3.3 KiB
Map literals — refined proposal
Implement JavaScript-like literals for maps. The syntax and semantics align with named arguments in function calls, but map literals are expressions that construct Map values.
Keys can be either:
- string literals:
{ "some key": value }, or - identifiers:
{ name: expr }, where the key becomes the string"name".
Identifier shorthand inside map literals is supported:
{ name: }desugars to{ "name": name }.
Property access sugar is not provided for maps: use bracket access only, e.g. m["a"], not m.a.
Examples:
val x = 2
val m = { "a": 1, x: x*10, y: }
assertEquals(1, m["a"]) // string-literal key
assertEquals(20, m["x"]) // identifier key
assertEquals(2, m["y"]) // identifier shorthand
Spreads (splats) in map literals are allowed and merged left-to-right with “rightmost wins” semantics:
val base = { a: 1, b: 2 }
val m = { a: 0, ...base, b: 3, c: 4 }
assertEquals(1, m["a"]) // base overwrites a:0
assertEquals(3, m["b"]) // literal overwrites spread
assertEquals(4, m["c"]) // new key
Trailing commas are allowed (optional):
val m = {
"a": 1,
b: 2,
...other,
}
Duplicate keys among literal entries (including identifier shorthand) are a compile-time error:
{ foo: 1, "foo": 2 } // error: duplicate key "foo"
{ foo:, foo: 2 } // error: duplicate key "foo"
Spreads are evaluated at runtime. Overlaps from spreads are resolved by last write wins. If a spread is not a map, or yields a map with non-string keys, it’s a runtime error.
Merging with +/+= and entries:
("1" => 10) + ("2" => 20) // Map("1"=>10, "2"=>20)
{ "1": 10 } + ("2" => 20) // same
{ "1": 10 } + { "2": 20 } // same
var m = { "a": 1 }
m += ("b" => 2) // m = { "a":1, "b":2 }
Rightmost wins on duplicates consistently across spreads and merges. All map merging operations require string keys; encountering a non-string key during merge is a runtime error.

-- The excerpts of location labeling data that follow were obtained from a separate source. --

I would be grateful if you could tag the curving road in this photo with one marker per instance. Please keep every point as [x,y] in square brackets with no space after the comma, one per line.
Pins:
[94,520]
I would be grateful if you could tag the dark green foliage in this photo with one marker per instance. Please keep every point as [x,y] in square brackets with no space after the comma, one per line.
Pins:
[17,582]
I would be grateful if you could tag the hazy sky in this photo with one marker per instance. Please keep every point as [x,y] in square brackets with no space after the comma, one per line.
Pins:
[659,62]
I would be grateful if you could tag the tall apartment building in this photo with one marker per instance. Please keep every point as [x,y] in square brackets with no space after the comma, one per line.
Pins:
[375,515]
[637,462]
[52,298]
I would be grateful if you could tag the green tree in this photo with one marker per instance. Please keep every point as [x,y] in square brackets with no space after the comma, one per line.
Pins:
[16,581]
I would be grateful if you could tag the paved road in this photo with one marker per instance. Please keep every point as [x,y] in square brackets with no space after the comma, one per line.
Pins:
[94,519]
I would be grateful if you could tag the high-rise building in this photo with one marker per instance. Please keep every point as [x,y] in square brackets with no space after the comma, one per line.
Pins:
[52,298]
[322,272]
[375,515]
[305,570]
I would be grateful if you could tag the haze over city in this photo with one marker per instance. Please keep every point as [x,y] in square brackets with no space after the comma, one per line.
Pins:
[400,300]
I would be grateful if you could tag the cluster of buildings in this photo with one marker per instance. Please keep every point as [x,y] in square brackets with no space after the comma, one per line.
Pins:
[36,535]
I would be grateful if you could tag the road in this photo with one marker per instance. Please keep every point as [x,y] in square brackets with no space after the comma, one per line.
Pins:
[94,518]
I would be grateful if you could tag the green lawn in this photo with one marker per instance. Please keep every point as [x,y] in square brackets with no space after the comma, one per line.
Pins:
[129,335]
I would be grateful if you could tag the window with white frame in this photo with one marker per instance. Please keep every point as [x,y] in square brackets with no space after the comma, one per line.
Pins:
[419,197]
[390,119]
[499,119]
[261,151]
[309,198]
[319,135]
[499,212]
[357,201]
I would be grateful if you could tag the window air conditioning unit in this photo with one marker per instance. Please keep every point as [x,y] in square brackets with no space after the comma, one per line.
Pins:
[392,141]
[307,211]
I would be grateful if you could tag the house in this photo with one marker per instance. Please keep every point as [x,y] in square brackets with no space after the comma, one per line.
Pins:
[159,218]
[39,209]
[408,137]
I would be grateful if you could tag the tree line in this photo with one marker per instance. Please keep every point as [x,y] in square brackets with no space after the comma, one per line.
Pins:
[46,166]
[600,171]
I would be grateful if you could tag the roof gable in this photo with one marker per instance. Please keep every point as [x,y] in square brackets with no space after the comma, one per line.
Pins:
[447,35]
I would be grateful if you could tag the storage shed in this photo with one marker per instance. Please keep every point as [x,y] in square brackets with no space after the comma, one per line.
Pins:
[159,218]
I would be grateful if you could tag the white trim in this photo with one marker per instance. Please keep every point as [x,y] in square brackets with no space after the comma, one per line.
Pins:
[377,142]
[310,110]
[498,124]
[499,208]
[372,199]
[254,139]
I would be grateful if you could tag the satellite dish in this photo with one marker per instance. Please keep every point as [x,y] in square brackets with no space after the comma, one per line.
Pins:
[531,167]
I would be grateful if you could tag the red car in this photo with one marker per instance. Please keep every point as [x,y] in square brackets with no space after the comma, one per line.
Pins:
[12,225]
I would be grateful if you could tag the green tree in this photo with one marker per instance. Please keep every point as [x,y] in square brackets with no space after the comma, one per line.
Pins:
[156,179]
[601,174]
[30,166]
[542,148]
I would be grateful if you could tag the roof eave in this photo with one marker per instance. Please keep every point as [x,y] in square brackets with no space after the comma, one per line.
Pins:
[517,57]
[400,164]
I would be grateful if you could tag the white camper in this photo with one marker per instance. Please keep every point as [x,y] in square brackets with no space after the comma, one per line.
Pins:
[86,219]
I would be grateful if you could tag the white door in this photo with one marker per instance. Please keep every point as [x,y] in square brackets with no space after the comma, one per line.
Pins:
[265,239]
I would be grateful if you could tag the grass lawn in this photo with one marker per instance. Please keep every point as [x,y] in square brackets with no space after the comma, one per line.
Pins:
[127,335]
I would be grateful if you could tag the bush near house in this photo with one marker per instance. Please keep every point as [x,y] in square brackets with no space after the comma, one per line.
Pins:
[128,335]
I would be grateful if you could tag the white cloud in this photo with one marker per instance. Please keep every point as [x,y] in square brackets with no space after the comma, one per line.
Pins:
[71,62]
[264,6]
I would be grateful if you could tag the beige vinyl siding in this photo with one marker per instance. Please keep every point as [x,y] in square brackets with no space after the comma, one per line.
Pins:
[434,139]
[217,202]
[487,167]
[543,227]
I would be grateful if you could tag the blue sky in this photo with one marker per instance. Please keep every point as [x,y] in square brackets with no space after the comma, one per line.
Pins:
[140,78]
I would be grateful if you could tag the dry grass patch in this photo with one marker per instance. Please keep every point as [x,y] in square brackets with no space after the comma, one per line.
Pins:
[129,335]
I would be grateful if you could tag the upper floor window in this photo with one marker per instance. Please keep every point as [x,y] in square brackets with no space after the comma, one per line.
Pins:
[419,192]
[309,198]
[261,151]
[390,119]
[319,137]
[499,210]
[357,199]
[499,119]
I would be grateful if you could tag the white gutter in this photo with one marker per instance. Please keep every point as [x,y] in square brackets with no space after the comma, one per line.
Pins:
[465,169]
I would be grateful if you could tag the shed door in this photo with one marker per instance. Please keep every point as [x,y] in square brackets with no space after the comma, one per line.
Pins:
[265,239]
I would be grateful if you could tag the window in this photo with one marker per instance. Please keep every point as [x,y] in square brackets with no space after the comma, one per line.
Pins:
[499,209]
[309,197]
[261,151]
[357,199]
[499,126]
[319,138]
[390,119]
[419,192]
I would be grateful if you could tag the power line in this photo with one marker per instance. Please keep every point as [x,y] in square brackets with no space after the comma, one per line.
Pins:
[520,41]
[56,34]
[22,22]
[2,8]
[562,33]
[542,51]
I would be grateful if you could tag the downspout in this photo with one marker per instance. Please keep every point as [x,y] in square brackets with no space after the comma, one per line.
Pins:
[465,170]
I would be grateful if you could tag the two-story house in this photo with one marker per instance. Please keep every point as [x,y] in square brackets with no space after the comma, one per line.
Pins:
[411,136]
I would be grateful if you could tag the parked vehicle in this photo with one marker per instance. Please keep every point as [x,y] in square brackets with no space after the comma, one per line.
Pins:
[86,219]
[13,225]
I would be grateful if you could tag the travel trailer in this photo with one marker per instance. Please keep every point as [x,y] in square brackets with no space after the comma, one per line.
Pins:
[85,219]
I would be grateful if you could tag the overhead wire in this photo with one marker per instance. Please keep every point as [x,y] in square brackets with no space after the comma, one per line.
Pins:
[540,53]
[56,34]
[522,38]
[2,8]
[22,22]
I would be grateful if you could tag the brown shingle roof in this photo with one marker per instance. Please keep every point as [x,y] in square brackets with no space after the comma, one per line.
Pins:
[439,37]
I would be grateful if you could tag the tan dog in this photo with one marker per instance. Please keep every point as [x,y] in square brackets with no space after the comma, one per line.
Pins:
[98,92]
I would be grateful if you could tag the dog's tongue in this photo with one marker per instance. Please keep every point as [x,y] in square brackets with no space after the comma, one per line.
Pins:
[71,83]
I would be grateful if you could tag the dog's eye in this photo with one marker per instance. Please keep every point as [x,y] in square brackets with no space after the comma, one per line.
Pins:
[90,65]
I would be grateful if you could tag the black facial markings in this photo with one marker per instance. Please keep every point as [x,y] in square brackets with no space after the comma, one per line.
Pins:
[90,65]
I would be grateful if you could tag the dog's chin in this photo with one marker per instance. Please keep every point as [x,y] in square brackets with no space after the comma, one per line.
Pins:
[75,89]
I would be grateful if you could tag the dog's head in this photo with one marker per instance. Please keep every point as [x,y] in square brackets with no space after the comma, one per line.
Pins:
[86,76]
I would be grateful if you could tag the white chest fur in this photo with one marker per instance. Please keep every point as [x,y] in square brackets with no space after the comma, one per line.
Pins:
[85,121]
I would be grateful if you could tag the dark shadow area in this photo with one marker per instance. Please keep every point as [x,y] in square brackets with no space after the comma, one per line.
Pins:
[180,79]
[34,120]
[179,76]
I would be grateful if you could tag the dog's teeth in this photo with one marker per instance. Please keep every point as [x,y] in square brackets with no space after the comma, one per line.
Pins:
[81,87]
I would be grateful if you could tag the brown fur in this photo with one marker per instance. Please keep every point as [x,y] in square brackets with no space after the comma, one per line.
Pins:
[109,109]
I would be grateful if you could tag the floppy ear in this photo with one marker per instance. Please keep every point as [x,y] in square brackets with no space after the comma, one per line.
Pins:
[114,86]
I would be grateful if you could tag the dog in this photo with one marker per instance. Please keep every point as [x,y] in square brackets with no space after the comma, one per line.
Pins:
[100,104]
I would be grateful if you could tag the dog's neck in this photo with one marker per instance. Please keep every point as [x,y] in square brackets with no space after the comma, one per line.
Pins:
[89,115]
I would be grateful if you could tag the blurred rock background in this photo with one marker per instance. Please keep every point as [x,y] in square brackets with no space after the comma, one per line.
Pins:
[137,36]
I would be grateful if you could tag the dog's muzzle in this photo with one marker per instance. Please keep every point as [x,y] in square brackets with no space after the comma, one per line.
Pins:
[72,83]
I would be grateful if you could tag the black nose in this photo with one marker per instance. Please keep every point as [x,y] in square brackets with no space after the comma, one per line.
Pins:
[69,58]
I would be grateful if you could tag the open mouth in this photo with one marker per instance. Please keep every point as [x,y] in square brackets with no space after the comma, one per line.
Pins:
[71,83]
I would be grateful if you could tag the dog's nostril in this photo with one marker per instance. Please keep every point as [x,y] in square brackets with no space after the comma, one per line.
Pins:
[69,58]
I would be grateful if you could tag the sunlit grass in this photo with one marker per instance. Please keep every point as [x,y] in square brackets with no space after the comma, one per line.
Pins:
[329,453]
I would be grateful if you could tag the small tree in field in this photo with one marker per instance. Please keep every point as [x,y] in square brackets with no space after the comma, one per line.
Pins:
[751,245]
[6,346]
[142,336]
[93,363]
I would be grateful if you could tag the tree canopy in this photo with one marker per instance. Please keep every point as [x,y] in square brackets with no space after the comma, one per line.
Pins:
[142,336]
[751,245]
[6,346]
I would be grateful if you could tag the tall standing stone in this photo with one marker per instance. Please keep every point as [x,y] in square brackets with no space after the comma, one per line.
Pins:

Empty map literal {} is not supported to avoid ambiguity with blocks/lambdas. Use Map() for an empty map.
Lambda disambiguation
- A
{ ... }with typed lambda parameters must have a top-level->in its header. The compiler disambiguates by looking for a top-level->. If none is found, it attempts to parse a map literal; if that fails, it is parsed as a lambda or block.
Grammar (EBNF)
ws = zero or more whitespace (incl. newline/comments)
map_literal = '{' ws map_entries ws '}'
map_entries = map_entry ( ws ',' ws map_entry )* ( ws ',' )?
map_entry = map_key ws ':' ws map_value_opt
| '...' ws expression
map_key = string_literal | ID
map_value_opt = expression | ε // ε allowed only if map_key is ID
Notes:
- Identifier shorthand (
id:) is allowed only for identifiers, not string-literal keys. - Spreads accept any expression; at runtime it must yield a
Mapwith string keys. - Duplicate keys are detected at compile time among literal keys; spreads are merged at runtime with last-wins.
Rationale
- The
{ name: value }style is familiar and ergonomic. - Disambiguation with lambdas leverages the required
->in typed lambda headers. - Avoiding
m.asidesteps method/field shadowing and keeps semantics clear.